It also determines the estimated RI (RIsvr) by looking up for each entry of the given input file (Sample File), 
based on its CAS number, its respective RIsvr value in the given global lookup library
(this step is also called the "RankFilter analysis" -see reference below; Sample File may be either from NIST or AMDIS). 
This generates an prediction of the RI for 
a compound according to the "RankFilter procedure" (RIsvr). 

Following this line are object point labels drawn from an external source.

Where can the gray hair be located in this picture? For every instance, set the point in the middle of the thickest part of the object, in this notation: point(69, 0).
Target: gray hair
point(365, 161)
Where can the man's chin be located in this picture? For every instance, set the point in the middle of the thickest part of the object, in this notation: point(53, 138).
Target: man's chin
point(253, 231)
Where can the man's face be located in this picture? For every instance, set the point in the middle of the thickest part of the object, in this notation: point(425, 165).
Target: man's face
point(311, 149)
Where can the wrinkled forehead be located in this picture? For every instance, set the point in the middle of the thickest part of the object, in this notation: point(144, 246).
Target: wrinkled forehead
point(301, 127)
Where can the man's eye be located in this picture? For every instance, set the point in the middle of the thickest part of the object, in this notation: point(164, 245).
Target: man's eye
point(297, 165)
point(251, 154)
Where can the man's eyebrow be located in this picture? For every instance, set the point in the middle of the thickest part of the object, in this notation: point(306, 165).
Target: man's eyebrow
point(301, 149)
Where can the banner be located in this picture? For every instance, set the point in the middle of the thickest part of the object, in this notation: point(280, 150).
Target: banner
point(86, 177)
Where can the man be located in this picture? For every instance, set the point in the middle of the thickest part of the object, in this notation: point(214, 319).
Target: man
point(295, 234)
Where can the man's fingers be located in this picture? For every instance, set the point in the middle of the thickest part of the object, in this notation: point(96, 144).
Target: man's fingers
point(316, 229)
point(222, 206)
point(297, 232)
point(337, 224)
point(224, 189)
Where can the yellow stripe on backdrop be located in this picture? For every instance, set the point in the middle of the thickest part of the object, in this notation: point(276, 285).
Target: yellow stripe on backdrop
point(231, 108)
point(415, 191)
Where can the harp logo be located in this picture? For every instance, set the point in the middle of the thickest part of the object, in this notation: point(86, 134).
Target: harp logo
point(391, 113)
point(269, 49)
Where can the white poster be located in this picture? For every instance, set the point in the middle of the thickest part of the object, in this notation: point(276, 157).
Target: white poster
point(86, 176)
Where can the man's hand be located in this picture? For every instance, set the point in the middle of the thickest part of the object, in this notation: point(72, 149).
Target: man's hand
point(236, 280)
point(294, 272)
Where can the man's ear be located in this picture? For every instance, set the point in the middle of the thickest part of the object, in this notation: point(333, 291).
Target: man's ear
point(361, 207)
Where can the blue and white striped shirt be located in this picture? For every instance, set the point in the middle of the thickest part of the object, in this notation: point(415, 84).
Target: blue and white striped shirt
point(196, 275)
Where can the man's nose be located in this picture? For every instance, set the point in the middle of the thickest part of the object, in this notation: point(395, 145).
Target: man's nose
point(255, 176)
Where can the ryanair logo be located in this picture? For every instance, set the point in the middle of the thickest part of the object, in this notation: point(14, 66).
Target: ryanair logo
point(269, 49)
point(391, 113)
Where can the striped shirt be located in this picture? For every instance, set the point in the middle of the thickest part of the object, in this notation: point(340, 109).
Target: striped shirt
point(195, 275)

Output is a tab separated file in which four columns are added:

	- **Rank** Calculated rank
	- **RIexp** Experimental Retention Index (RI)
	- **RIsvr** Calculated RI based on support vector regression (SVR)
	- **%rel.err** Relative RI error (%rel.error = 100 * (RISVR − RIexp) / RIexp)

.. class:: infomark

**Notes**

	- The layout of the Calibration file should include the following columns: 'MW', 'R.T.' and 'RI'.
	- Selecting 'Polynomial' in the model parameter will calculate a 3rd degree polynomial model that will
	  be used to convert from XXXX to YYYY.

-----

**References**

    - **RankFilter**: Mihaleva et. al. (2009) *Automated procedure for candidate compound selection in GC-MS 
      metabolomics based on prediction of Kovats retention index*. Bioinformatics, 25 (2009), pp. 787–794
  </help>
</tool>